Joseph R. Anticaglia MD
Medical Advisory Board
Nick, a 20 year veteran of the Cleveland Fire Department said: “My family has a history of colon cancer. When I was 50 years old, I started to get routine colonoscopies. I told the nurses in my doctor’s office that I’m a healthy guy and don’t take any medicines. They told me to strictly follow the colonoscopy preparation instructions which went something like this:”
“A week before the colonoscopy, don’t take aspirin or anything that can thin the blood — things like vitamin E or multivitamins. About five days before the test, don’t eat fresh or dried fruit, nuts, and avoid whole grains and cereals. The day before the colonoscopy, drink only clear liquids — no solid foods. And remember to take the prep solution.”
“For me, the worst part of colonoscopy was the “prep,” the phosphate solution you had to drink before the procedure. When I heard there was a home test for colon cancer, I started to read up on it”
Colorectal or Colon Cancer is a leading cause of cancer deaths in the United States. More than 145,000 people are diagnosed with cancer and more than 53,000 die from colon cancer each year in the U. S. The key to knocking down these numbers is to make people aware of screening tests that diagnose cancer in its earliest stages. The American Cancer Society recommends screening with a visual exam, for example, colonoscopy or a stool-based home test.
The FIT Home Test
A noninvasive alternative to colonoscopy is the FIT test (fecal immunochemical test). It is a home stool-based test that’s used to identify occult blood in the feces. Studies suggest it has a high degree of reliability to detect colon cancer. It’s a screening option in adults 45 years of age or older at average risk for colon cancer.
A stool sample is collected at home and sent to a laboratory for evaluation. In less than a week, the laboratory will mail you and your doctor the results of the FIT test. If the test shows evidence of blood in the stool, contact your physician and make arrangements for a colonoscopy. The test is repeated annually. The FIT test detects 70% of colon cancer, and 30% of large polyps. False-positive, and false-negative results have occurred.
DNA Home Test (Cologuard)
A stool sample is collected at home and sent to a laboratory for evaluation. Besides looking for blood in the stool, this test is designed to identify DNA markers associated with colon cancer. It too is a screening option in adults 45 years of age or older at average risk for colon cancer.

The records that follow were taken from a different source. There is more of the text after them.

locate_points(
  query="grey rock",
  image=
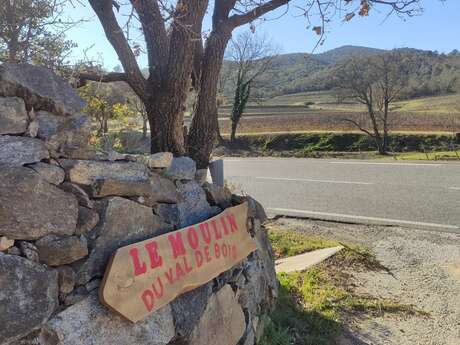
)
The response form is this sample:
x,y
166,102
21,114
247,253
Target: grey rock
x,y
219,196
201,175
260,287
40,88
28,296
76,296
182,168
32,129
57,250
79,193
194,208
13,116
115,156
159,160
50,172
188,309
222,309
66,279
85,172
31,208
5,243
14,251
93,285
168,212
256,210
120,187
64,136
163,190
29,251
21,150
122,222
87,220
89,323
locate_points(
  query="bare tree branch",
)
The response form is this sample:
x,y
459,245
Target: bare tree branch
x,y
114,33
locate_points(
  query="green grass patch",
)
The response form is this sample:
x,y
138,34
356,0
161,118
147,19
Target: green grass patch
x,y
437,155
314,306
288,243
323,144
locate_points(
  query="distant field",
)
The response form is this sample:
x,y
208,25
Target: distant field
x,y
326,100
287,113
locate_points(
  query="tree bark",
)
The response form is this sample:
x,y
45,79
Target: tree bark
x,y
144,126
233,131
205,122
165,114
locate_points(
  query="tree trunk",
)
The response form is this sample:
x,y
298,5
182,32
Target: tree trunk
x,y
233,131
205,122
105,125
165,114
144,126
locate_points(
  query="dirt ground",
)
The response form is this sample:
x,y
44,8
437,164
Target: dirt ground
x,y
423,271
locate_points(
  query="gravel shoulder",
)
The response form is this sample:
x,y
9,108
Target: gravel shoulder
x,y
423,271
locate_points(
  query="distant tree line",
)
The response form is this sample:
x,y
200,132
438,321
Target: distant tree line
x,y
430,74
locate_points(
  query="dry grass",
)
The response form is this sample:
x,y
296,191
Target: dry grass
x,y
334,121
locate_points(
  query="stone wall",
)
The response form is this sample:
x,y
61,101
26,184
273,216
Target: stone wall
x,y
65,208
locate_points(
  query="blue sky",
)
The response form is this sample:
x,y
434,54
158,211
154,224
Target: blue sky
x,y
437,29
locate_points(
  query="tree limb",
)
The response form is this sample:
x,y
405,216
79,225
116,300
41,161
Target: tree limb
x,y
84,77
114,33
241,19
155,34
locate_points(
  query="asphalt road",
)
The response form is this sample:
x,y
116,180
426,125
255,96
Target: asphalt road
x,y
413,194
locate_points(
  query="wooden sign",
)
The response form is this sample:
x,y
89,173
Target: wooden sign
x,y
144,276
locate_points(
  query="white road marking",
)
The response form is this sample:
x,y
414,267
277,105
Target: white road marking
x,y
383,163
312,180
364,218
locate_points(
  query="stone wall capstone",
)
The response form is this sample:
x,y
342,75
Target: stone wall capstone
x,y
65,208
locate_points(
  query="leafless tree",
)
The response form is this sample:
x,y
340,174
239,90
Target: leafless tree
x,y
181,56
375,82
250,55
34,31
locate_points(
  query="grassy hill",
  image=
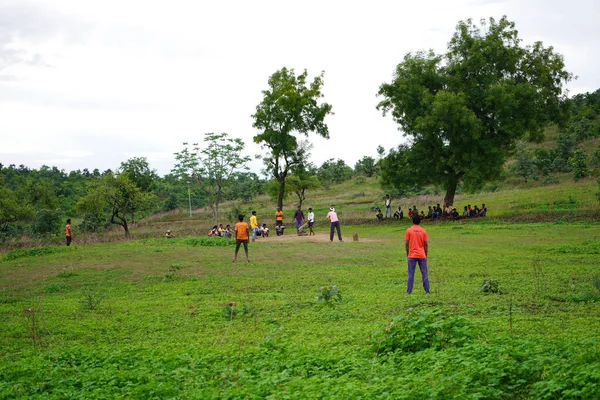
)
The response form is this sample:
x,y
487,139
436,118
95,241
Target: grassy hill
x,y
514,311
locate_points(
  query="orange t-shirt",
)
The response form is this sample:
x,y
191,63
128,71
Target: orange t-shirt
x,y
241,229
416,237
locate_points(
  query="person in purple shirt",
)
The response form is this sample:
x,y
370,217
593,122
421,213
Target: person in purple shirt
x,y
335,224
299,218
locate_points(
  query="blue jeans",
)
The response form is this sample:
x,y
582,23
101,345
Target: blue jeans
x,y
412,265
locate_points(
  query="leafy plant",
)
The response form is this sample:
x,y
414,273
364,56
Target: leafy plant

The idea of DNA markers is that the inner lining of the colon sheds normal and abnormal cells which are picked up by the stool. This technology can identify altered cells in the stool sample indicative of precancer and caner. A positive test requires a follow-up colonoscopy. The test is repeated every three years. The DNA Cologuard detects 92% of cancer and 40% of large colorectal polyps. False positive, and false negative results have occurred.
Advantages of Home Tests
Colon home tests offer the advantage of comfort and convenience. With these tests there’s no need to empty the bowel ahead of time, you avoid sedation, no need to ask someone to drive you home after the procedure and there’s no time lost from work.
Disadvantages of the home tests occur when the report indicates the presence of disease (blood or altered cells) when none is present (false positive result). The opposite has also been reported (false negative result). The cost of the home test varies and it’s worthwhile to check your insurance coverage.
COVID-19 has put an end to more than 865,000 lives thus far in the United States! It’s understandable that people, fearful of contracting COVID, refuse to go to hospitals or surgical centers to undergo a colonoscopy. At other times, patients may not be healthy enough for the colonoscopy. Sometimes people right out refuse to have a colonoscopy. In these instances, colon home tests are an option.
Home tests can play a key role in the prevention of colon cancer. If you have a positive home test result, make arrangements to have a colonoscopy. Since Nick has a strong family history of colon cancer, he decided to continue with periodic colonoscopies. Colon cancer is avoidable and curable.
- CDC, Colorectal (Colon) Cancer; February 8, 2021
- Cancer. net; Colorectal Cancer Statistics
- Andrew M. D. Wolf MD et al; Colorectal cancer screening for average‐risk adults: 2018 guideline update; American Cancer Society, May 30, 2018
- Mayo Clinic Staff; Colon cancer screening: Weighing the options; December 5,2020
- Gastroenterology Consultants of San Antonio; The Truth About Cologuard Tests, March 27, 2019
This article is intended solely as a learning experience. Please consult your physician for diagnostic and treatment options.